Ce soir, ils dînent dans un des restaurants les plus chics de la Cité de Cristal, un truc qui tourne au sommet des quarante étages du Hilton. Les avions qui atterrissent sur l’aéroport national descendent au-dessus de la cuvette de la Potomac River, presque en dessous d’eux : étrange vision.

McPherson pose une question à propos de la plainte, et Goldman dessine un petit organigramme sur la nappe.

— Toute l’histoire du programme antérieure à l’A.O. de l’Air Force restera en dehors, naturellement, dit-il. Personne n’a envie de voir ces programmes super-noirs reconnus publiquement, et il n’y a rien d’écrit, de toute manière, ce qui rend la chose étrangère à notre propos.

McPherson hoche la tête.

— Je le comprends. Mais l’A.O. tel qu’il a été publié correspond aux spécifications qu’on nous a données pour le programme super-noir, de sorte qu’une quelconque déviation par rapport à celles-ci…

— Bien sûr. Cela pourrait fournir matière à une récusation admissible. Voyons si j’ai bien saisi les principaux points tels que vous les voyez. L’Air Force vous a demandé un système de télécommande indécelable destiné à un avion piloté à distance que l’on pourrait faire descendre d’une orbite basse jusque sous la couche nuageuse – mais sans approche en aveugle –, où il pourrait être guidé en rase-mottes. Ensuite, il devait localiser les véhicules de l’armée ennemie et bloquer dessus les missiles sol-air qu’il aurait transportés.

— C’est ce qu’ils voulaient.

— Et ils le voulaient en une seule nacelle, de préférence, et il devait utiliser moins de dix kVA.

— Exact.

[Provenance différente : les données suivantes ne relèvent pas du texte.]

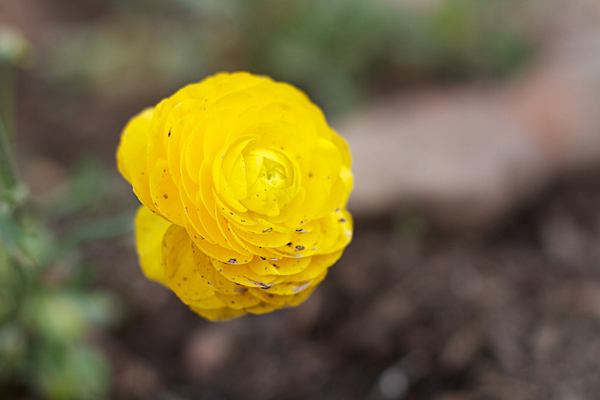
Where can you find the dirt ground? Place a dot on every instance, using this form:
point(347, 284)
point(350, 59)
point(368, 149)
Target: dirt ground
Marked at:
point(408, 313)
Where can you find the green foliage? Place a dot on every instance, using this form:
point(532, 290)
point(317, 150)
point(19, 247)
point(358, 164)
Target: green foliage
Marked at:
point(47, 310)
point(338, 51)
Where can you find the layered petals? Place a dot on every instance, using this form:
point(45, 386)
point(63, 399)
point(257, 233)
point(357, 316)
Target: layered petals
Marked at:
point(243, 188)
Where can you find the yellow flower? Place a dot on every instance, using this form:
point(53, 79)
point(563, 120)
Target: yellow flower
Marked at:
point(244, 189)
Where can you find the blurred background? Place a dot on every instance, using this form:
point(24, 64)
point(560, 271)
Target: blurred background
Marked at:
point(475, 268)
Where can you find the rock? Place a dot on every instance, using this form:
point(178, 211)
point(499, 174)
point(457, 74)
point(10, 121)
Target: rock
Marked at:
point(469, 155)
point(456, 153)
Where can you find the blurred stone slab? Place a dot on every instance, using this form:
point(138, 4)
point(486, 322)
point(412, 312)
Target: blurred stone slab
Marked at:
point(468, 155)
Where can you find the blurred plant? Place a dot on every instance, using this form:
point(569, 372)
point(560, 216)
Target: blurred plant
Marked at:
point(46, 312)
point(338, 51)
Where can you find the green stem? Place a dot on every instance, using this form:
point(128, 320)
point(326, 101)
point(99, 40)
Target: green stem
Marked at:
point(8, 170)
point(7, 98)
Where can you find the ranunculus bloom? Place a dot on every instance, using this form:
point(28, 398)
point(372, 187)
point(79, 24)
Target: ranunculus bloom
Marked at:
point(244, 188)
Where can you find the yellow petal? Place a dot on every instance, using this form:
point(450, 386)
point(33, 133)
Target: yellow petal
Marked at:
point(149, 232)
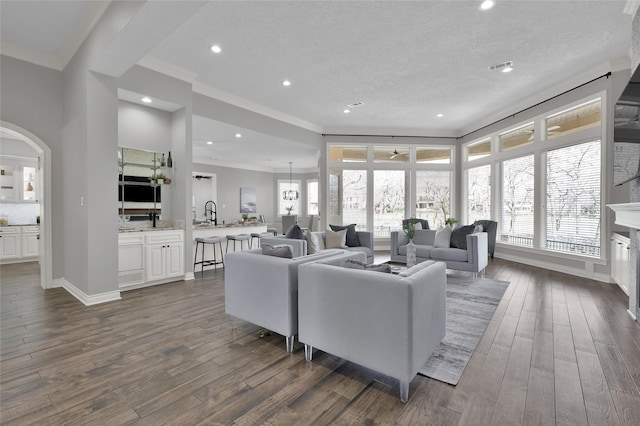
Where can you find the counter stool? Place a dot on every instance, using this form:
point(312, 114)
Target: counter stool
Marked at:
point(258, 236)
point(208, 262)
point(239, 237)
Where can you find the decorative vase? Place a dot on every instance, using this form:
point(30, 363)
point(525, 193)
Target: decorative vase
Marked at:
point(411, 254)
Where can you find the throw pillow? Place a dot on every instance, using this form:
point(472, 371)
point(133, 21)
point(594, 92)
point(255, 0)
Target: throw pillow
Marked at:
point(459, 236)
point(335, 239)
point(295, 232)
point(352, 235)
point(313, 246)
point(443, 237)
point(280, 250)
point(356, 264)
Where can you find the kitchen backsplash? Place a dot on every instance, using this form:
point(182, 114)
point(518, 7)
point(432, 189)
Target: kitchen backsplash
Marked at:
point(19, 214)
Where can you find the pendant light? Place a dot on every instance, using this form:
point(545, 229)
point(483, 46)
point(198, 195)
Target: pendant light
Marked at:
point(290, 195)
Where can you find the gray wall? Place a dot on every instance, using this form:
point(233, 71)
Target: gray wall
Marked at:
point(32, 98)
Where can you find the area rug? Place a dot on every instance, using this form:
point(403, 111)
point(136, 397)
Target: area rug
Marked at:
point(470, 307)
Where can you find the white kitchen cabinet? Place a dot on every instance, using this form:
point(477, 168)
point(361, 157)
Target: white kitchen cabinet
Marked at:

Et cependant ils optent pour un système à deux nacelles et, quoique la Parnel prétende qu’ils n’ont besoin que de onze virgule cinq kVA, il apparaît qu’ils mentent, d’après nos calculs des besoins de leur système. L’Air Force aurait dû pouvoir s’en apercevoir aussi.

Goldman griffonne ces détails sur un calepin qu’il a posé à côté de son assiette à dessert. Pas de nappe pour ça.

— Et ils ont un système radar, vous dites ?

— Exact. Regardez, l’A.O. reprend l’exigence d’origine, il fallait un système indétectable, qui ne se trahisse pas par les signaux qu’il émettrait. La Parnel a ignoré cet aspect et installé un radar. Ainsi, le système ne sera pas indécelable, mais il pourra opérer des descentes en aveugle. Et voilà que l’Air Force enregistre cette capacité comme un plus pour la Parnel, alors qu’il n’est rien demandé de tel dans l’A.O.

McPherson secoue la tête, écœuré.

— C’est un bon point. Et il y a d’autres divergences ?

— Celle-ci est la principale, mais il y en a d’autres.

Ils les passent en revue, et Goldman complète sa liste. L’Air Force a inscrit le calendrier accéléré de la Parnel dans la liste des avantages, mais lui a ensuite octroyé un contrat avec un calendrier relâché. Et les estimations des coûts les plus probables des propositions de la Parnel et de la L.S.R. ont de façon conséquente révisé à la hausse les chiffres de la L.S.R., alors qu’elles n’ont pas touché à ceux de la Parnel, voire les ont révisés à la baisse. Ensuite, le prix de revient moindre du système de la Parnel, tel qu’il a été déterminé par l’Air Force, a été considéré comme un atout en sa faveur.